Singer never really changes, she reinvents her music wheel with every new project
It’s been 10 years since Asa first dropped her debut album. Three projects in, each album still holds fresh, standing strong as musical masterpieces to offer a holistic music experience.
The best part about Asa’s music and her talent is how it never ages. It simply just matures as each album reinvents the singer while chasing a different route. And so far, there has been 3 albums, each throwing us a different route.
It’s a unique evolution, one which has proven to still provide the highest quality of music, while also purring at the listener, and dragging out their spirits and emotions to a different place at each turn.
The music came from a very unique place at an early age.
The Paris-born, Lagos, Nigeria-raised songwriter didn’t have the best social conditions growing up. She was a weird kid, lonely and stereotypical in her solitude. You know those children who would rather keep to themselves and dig within to find escape from reality in an imaginative activity. For me and many others, it was reading and writing.
But for Asa, it was music. It was her alternative world, one in which she could run to, express herself in the most vivid and colourful ways, while finding happiness and a deep sense of fulfilment in it. She sang her way through weekday choirs as real-practice, hugging her guitar with a sense of family. That guitar was both friend, family and work tool.
She eventually moved back to Paris, to chase the music professionally. And from the vitalizing and bubbling French culture of expressional, sensory and sensual music, she grew. This upwards motion led to the climax that her debut self-titled album became.

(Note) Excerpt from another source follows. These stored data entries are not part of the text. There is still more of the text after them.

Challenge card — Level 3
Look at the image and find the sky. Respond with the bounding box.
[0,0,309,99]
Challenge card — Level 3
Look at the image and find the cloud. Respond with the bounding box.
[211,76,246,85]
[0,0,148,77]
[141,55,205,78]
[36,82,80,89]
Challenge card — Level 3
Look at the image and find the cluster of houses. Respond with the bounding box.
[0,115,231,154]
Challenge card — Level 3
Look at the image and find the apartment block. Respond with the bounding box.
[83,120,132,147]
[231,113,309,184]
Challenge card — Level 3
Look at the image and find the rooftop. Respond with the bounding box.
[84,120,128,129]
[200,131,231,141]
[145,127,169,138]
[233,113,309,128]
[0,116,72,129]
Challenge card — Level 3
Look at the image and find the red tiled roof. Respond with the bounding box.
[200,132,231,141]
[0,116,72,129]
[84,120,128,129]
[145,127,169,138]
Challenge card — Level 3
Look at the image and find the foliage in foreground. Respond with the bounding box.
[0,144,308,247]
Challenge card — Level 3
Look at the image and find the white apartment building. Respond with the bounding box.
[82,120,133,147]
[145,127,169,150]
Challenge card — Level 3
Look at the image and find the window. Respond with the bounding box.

Released in 2007, “Asa”, the album was an instant hit. Everyone was hooked with the sultry singing, the skill in acoustic and live production, and the imagery, which always served the purpose of drawing people into her imaginary worlds.
Listening to Asa is not just an exercise in appreciation of music. It’s a journey to another world, where you are both the music and the listener. In that world, your senses are stimulated by the aural slush of the sounds, rhythm and soul. It’s uplifting. It is overpowering. A feeling like no other.

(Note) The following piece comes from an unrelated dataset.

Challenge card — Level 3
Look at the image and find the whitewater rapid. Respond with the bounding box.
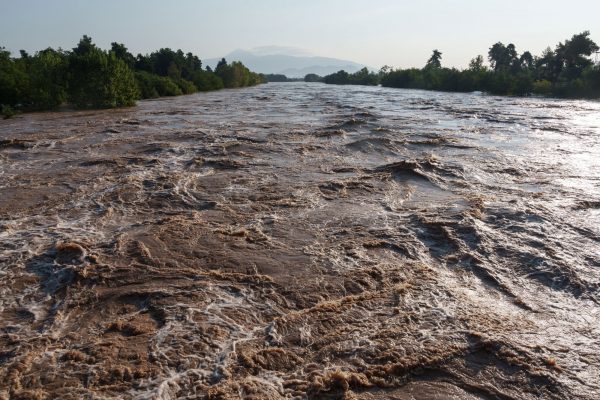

But not all is sensual. There’s a long throw to acknowledge and interact with the world around, as the politically-driven fire ‘Fire On The Mountain’, and the mundane ‘No one knows tomorrow’ shows.

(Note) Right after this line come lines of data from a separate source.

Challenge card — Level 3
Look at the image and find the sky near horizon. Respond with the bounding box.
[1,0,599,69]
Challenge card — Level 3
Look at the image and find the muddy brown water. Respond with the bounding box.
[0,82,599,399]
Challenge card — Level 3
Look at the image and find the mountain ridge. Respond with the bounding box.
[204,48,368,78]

Second album “Beautiful Imperfections” is a warm, immersive blend, with Asa's husky, lightly swinging vocals its focal point. She makes mellow pop about life and its troubles, while also showing strength in the hot Parisian jazz-influence. With songs like ‘Bimpe’, and ‘Be my man’.
“Bed Of Stone” album was more conceptual. Asa wrote most of the music in Nashville, bringing on more Jazzy and reggae undertones. It has her concentrating on a woman’s emotional and physical journey through life situations. She finds love, loses it, engages nostalgia, and tastes anguish. This is masterful.
In all of these projects, there is a constant that clearly makes it all come together: her music making process, which is helmed by her voice, a guitar, and the desire to excite the human mind. And although the concepts can evolve, the voice and genre are eternal, and have never changed.
Thank God for that. It’s the secret to her evolution.